Thoughts on a
Dead Man
He was a man, as
much as any can be. When he breathed, he breathed the
mixture of oxygen and carbon dioxide and whatever mix of chemicals there
was in the air. His heart beat steadily each day of his life. His eyes
had seen beauty and ugliness, and his hands had caressed and entreated
and threatened.
He was a man, and he moved
in the world as men do, working and planning and building. Sometimes he
built for others, sometimes he built for his own dream. He was a man.
He had blood and he had
passions. He had known the scent of his lover's skin. His groin had
tightened with desire and his head had spun from ardour. His lips had
kissed. His lips had promised. His lips had made vows impossible to
keep, but then again all men do. His heart had beat and he imagined it
in time with his lover's, eternally entwined with an invisible bond.
When he was hungry, he ate.
When he could not eat, he went hungry. When he was in pain, he felt. In
heat he sweated, in cold he chilled, in autumn he lay in languor in the
leaves and slept. When he walked, the muscles in his legs stretched and
flexed, and the steady weight of his genitalia was a comforting sway.

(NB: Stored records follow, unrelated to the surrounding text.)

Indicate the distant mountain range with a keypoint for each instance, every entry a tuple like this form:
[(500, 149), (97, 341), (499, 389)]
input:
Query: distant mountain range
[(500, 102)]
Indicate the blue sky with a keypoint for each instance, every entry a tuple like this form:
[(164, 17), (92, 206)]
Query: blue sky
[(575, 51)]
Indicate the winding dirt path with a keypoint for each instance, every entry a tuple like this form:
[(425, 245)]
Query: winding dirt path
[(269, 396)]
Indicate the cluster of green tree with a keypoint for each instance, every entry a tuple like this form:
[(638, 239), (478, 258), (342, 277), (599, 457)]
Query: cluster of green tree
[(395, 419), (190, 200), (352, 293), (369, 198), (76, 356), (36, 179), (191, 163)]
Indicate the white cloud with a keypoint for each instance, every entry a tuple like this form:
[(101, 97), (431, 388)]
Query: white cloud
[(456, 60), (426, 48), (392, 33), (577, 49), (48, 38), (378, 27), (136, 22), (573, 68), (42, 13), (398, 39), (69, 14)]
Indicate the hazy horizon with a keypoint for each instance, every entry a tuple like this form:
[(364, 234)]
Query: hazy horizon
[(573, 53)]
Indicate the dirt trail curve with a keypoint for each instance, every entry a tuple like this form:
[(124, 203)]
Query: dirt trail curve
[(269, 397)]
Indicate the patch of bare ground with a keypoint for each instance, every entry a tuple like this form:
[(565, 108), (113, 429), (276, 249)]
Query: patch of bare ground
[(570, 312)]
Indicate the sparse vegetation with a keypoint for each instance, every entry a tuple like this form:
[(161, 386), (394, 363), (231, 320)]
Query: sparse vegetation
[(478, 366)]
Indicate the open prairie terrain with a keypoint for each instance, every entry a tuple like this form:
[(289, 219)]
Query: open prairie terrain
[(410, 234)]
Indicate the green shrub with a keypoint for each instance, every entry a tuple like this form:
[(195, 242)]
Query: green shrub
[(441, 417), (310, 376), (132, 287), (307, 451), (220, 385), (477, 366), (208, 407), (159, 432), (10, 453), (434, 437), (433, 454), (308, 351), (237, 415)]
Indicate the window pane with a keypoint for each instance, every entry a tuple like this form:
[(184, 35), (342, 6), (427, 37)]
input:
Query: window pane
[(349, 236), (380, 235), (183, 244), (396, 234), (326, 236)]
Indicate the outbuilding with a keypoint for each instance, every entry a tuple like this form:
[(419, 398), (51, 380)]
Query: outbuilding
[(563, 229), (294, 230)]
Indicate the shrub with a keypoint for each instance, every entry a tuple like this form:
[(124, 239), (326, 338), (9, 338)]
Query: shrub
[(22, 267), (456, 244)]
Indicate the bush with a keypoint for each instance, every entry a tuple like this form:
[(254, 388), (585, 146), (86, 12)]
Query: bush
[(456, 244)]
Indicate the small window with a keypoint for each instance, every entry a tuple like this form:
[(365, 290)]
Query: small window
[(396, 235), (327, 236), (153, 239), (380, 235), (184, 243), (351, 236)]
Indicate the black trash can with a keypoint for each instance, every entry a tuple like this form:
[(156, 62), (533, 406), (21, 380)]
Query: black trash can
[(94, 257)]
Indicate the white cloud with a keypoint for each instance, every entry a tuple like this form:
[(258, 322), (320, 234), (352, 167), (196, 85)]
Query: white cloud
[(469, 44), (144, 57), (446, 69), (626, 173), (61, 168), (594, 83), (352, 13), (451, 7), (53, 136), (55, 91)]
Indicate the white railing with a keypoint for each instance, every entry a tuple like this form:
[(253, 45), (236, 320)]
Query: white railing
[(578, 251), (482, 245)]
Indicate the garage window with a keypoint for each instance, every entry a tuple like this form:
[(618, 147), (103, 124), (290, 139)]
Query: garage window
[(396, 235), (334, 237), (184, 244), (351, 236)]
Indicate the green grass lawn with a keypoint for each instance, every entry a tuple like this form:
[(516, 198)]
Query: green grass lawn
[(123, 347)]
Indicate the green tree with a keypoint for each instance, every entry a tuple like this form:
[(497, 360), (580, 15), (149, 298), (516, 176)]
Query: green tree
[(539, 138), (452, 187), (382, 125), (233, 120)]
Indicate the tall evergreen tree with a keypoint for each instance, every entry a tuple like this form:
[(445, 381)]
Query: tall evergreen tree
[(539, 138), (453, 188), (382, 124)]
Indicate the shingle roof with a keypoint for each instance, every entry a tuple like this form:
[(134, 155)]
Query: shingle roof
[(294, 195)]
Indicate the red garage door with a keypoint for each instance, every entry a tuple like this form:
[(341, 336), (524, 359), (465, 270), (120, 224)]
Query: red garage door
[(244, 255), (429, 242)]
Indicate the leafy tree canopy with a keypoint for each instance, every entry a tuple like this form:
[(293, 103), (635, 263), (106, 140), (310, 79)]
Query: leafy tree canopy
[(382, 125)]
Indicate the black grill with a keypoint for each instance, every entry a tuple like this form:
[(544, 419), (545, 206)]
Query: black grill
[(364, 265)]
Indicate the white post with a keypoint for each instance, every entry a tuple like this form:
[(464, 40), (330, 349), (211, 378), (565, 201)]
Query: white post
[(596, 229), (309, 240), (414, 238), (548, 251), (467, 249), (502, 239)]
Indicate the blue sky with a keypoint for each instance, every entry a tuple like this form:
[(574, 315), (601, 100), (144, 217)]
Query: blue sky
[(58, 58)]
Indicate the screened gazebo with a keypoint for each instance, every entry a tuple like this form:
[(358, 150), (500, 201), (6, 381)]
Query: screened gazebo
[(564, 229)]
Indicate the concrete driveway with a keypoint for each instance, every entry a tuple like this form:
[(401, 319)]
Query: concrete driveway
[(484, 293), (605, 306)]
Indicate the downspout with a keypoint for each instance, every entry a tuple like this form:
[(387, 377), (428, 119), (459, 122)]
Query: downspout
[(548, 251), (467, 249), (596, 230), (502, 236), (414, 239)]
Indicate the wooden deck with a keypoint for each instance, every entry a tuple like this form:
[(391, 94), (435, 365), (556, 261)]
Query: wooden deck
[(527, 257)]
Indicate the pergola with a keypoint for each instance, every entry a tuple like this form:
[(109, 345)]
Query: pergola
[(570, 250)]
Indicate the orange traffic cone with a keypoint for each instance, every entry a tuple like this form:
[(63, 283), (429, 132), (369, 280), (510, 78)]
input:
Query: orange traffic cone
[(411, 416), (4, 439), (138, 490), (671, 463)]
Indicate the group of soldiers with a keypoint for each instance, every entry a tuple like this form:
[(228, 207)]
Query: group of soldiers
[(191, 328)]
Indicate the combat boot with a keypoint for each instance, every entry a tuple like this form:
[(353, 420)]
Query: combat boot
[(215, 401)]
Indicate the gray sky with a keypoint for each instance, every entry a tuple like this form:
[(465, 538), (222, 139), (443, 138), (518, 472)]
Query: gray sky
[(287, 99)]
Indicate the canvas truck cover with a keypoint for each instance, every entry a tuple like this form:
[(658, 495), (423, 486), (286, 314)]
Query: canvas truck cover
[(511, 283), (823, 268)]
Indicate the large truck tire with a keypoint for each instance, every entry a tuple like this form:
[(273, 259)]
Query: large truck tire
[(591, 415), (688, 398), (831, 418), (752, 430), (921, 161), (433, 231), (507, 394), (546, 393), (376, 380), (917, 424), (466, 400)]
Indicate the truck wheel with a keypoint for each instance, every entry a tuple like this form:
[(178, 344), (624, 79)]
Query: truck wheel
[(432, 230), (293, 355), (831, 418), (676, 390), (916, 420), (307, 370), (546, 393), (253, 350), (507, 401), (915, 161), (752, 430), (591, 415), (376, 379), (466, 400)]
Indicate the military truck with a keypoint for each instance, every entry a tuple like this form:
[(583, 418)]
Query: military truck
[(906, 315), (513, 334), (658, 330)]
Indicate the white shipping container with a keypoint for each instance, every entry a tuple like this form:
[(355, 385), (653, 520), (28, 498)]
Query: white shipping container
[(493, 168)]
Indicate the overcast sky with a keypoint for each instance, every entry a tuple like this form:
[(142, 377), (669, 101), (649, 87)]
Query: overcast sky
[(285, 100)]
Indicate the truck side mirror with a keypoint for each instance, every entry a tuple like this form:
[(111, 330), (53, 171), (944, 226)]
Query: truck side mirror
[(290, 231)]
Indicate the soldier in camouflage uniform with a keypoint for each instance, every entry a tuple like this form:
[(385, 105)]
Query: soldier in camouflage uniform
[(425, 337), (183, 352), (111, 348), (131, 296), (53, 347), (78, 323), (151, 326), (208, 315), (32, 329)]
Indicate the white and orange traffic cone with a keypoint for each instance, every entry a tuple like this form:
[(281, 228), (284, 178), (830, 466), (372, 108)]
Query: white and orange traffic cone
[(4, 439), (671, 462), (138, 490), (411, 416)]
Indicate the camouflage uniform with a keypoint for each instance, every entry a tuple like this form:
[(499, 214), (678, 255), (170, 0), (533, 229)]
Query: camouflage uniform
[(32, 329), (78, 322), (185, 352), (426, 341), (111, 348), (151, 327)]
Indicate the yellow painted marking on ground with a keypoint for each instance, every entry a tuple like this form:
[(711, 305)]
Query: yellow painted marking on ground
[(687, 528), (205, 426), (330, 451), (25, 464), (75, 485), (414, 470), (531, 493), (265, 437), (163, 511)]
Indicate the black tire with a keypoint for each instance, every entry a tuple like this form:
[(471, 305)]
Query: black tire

When he sat, the material of his clothes stretched across his thighs and
he felt it.
He was cruel when the mood
took him. He was kind when his conscience told him. He inspired
affection, and pain, and love, and terror, and hate. He had a mother,
and a father. He was conceived. He was born. He was loved. He was a man.
He was a man. Just like any
other man. His body was made of flesh and bone and when the bullet hit
him it tore through muscle like a knife through steak, because that's
what meat is. His heart pumped his life blood to the wound, and he bled.
His blood was warm and sticky and stained everything it touched. When he
walked into the café to trigger the bomb his heart raced. When he saw
men walking down the alley to him he perspired. When the car hit the
pole he gasped. When the pain started in his arm he was surprised. When,
when, when.
He was a man. It doesn't
matter which man he was. He was a man, as you are a man, as the man you
love is human, as every man for hundreds of years has been. He spoke
with the words formed from his tongue and larynx. He thought with the
cells of his brain. He reacted to the situations around him. He
breathed, and he felt pleasure in the filling of his lungs. He was a
man.
It is nothing. It is
everything. But it is to be remembered.